What the best older album you discovered this year?

During the spring, I found myself digging deeper and deeper into an Afrobeat and Afro-funk wormhole through which I didn’t care if I ever escaped. I had recently been exploring the back catalog of William Onyeabor, as reissued via Luaka Bop (“Good Name” is the jam), and from there I discovered Joni Haastrup, whose Wake Up Your Mind is one of the funkiest albums I’ve heard in a long time. And after that, I soaked in the fuzzy, psychedelic funk of Marijata. Recently, I’ve also been listening to some King Sunny Adé, as well as revisiting Fela Kuti albums that I already knew and loved. Other than that, it’s mostly been an endless stream of obscure post-punk that’s fueled my dark cravings.

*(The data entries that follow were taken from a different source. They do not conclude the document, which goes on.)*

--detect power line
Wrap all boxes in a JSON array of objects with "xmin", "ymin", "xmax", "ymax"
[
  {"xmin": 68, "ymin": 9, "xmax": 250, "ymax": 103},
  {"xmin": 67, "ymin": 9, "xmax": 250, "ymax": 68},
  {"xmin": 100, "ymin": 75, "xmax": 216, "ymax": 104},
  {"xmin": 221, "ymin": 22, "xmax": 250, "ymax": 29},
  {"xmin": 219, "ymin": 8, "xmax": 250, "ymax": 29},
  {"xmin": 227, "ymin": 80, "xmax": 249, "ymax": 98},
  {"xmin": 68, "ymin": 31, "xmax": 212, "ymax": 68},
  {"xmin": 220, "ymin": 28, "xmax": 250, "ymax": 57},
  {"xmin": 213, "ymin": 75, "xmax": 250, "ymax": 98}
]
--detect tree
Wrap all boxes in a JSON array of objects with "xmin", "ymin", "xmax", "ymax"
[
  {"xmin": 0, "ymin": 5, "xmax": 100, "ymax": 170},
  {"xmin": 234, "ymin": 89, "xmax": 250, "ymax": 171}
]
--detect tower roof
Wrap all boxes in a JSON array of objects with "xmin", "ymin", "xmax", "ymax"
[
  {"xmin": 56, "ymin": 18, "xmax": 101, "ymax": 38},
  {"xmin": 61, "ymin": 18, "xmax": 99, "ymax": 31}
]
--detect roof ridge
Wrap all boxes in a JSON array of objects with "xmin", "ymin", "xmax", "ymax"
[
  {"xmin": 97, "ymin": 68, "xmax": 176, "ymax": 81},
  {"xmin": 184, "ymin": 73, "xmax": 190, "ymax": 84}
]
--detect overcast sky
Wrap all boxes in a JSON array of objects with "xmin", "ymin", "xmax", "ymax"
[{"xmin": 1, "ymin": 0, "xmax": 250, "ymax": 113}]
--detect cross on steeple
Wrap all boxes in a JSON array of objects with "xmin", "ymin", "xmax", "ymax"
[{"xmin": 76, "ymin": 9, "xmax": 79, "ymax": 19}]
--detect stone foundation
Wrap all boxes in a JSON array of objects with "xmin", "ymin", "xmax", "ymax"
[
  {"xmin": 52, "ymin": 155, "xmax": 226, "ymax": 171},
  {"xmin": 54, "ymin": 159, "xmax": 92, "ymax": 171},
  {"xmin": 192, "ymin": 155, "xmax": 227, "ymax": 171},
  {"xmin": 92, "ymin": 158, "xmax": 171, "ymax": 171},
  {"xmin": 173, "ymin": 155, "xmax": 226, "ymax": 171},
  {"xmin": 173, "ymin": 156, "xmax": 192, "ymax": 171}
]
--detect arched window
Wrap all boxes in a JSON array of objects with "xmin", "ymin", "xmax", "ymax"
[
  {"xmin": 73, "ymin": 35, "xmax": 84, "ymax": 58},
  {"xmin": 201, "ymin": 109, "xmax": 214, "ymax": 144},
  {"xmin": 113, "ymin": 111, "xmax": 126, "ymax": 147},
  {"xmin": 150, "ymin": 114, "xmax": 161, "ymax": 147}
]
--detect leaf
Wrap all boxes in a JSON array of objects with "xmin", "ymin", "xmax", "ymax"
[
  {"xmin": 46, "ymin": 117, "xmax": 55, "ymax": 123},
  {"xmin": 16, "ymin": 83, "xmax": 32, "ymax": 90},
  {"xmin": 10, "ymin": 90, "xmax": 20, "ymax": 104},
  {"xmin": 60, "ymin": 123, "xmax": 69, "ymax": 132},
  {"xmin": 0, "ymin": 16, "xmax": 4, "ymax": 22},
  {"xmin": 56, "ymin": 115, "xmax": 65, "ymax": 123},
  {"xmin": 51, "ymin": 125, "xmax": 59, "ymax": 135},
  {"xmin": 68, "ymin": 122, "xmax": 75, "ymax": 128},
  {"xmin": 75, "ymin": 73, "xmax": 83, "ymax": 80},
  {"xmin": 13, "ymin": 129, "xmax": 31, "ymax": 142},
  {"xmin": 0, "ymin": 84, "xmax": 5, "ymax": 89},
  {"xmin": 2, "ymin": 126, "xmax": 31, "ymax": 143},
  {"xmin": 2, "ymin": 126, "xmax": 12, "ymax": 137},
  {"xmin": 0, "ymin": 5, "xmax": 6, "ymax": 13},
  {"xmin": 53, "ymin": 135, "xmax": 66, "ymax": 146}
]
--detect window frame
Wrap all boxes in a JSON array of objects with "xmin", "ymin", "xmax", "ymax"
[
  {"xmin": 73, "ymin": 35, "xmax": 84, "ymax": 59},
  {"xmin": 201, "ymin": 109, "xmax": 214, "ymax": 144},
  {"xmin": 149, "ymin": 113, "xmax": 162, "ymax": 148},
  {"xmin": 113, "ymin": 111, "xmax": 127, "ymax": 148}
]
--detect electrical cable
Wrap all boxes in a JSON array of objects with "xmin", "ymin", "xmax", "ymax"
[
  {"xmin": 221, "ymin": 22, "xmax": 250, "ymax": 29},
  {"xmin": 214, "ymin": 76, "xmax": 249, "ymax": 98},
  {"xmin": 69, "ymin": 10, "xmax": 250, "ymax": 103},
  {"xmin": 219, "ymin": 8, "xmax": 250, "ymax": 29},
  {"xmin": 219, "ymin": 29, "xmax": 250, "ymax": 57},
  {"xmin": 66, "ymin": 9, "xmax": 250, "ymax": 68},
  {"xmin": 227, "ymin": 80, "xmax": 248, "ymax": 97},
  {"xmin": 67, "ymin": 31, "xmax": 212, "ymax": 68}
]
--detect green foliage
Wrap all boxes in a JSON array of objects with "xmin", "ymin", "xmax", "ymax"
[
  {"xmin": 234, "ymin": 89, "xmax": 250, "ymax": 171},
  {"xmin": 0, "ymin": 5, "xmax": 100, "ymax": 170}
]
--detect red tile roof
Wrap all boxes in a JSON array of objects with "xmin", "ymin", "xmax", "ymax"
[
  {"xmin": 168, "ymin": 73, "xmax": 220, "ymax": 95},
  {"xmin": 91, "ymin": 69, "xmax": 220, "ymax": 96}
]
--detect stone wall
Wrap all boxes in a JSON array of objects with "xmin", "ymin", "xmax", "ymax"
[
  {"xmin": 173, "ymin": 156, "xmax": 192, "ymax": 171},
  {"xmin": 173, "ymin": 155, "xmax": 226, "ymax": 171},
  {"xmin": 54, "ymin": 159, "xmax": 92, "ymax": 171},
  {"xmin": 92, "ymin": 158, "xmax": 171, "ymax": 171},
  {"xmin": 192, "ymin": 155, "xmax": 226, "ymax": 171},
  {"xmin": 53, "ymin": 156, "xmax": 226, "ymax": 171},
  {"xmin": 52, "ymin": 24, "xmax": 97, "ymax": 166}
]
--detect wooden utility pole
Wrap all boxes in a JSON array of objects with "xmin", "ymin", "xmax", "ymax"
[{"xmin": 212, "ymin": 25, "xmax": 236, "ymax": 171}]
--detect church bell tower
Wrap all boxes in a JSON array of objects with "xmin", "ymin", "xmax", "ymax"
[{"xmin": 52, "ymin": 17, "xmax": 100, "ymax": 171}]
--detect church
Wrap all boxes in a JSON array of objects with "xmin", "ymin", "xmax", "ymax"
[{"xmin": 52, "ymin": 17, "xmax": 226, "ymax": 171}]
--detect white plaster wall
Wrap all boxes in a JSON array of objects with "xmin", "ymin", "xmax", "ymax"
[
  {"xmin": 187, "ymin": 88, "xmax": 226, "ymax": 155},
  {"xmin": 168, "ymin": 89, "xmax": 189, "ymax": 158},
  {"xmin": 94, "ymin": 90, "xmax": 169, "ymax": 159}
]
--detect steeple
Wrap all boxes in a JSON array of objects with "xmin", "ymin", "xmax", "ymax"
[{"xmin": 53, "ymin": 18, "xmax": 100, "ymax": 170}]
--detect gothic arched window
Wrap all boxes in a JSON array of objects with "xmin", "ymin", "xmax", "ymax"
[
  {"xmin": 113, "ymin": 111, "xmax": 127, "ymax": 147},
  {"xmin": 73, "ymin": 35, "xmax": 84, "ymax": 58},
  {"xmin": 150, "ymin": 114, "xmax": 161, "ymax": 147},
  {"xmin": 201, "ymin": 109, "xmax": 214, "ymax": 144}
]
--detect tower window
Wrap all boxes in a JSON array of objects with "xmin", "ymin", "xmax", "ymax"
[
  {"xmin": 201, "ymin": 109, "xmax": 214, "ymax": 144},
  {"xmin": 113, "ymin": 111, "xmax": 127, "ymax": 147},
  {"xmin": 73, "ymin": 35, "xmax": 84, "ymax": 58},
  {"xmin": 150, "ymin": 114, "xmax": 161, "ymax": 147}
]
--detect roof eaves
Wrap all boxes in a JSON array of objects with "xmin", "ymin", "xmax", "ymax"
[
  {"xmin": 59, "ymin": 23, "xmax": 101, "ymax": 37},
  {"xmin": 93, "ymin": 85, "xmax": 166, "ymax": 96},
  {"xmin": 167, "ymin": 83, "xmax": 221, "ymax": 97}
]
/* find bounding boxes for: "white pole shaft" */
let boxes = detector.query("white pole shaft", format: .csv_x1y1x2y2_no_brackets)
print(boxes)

What music defined your 2015?

Deafheaven’s New Bermuda was an album that consumed my attention this autumn. I didn’t know how the band could top Sunbather, but they did, with an album even more powerful and emotionally draining than its predecessor. In fact, metal defined a lot of my year, and the other album that I never went too long without hearing was Tribulation’s Children of the Night, which blended gothic darkness with classic metal for a cathartic and extra-fun listen that I craved and the genre sorely needed. But by and large, everything that really captured my attention this year reveled in darkness, whether the mundane small-stakes variety a la Courtney Barnett, in introspective and socially conscious style via Kendrick Lamar and D’Angelo, or in albums that basically heralded the best year for goth in maybe decades, such as Chelsea Wolfe or The Soft Moon. And unlike my esteemed colleague Stephen Chupaska, I found Algiers’ debut to be one of the few albums I listened to over and over again, enjoying it more and getting more out of it each time.

What was the best live show you saw in 2015?

Savages at FYF Fest (and also at St. Vitus Bar in Brooklyn)

Without a doubt, the best live band I saw in 2015—and arguably the best live band of 2015, period—was Savages. Next year, the London post-punk group is finally releasing their follow-up to Silence Yourself, and they previewed a lot of those songs live during various shows throughout the year, including recent punk rock charger “The Answer.” The new songs carried as much muscle and intensity as their established debut album’s standouts did, albeit with an even more powerful stage presence to deliver those amazing sounds. Jehnny Beth is a hell of a frontwoman, commanding the crowd’s attention with not only her vocals and charismatic presence, but some acrobatic feats at that. I only hope I’m lucky enough to be able to see the band again in 2016.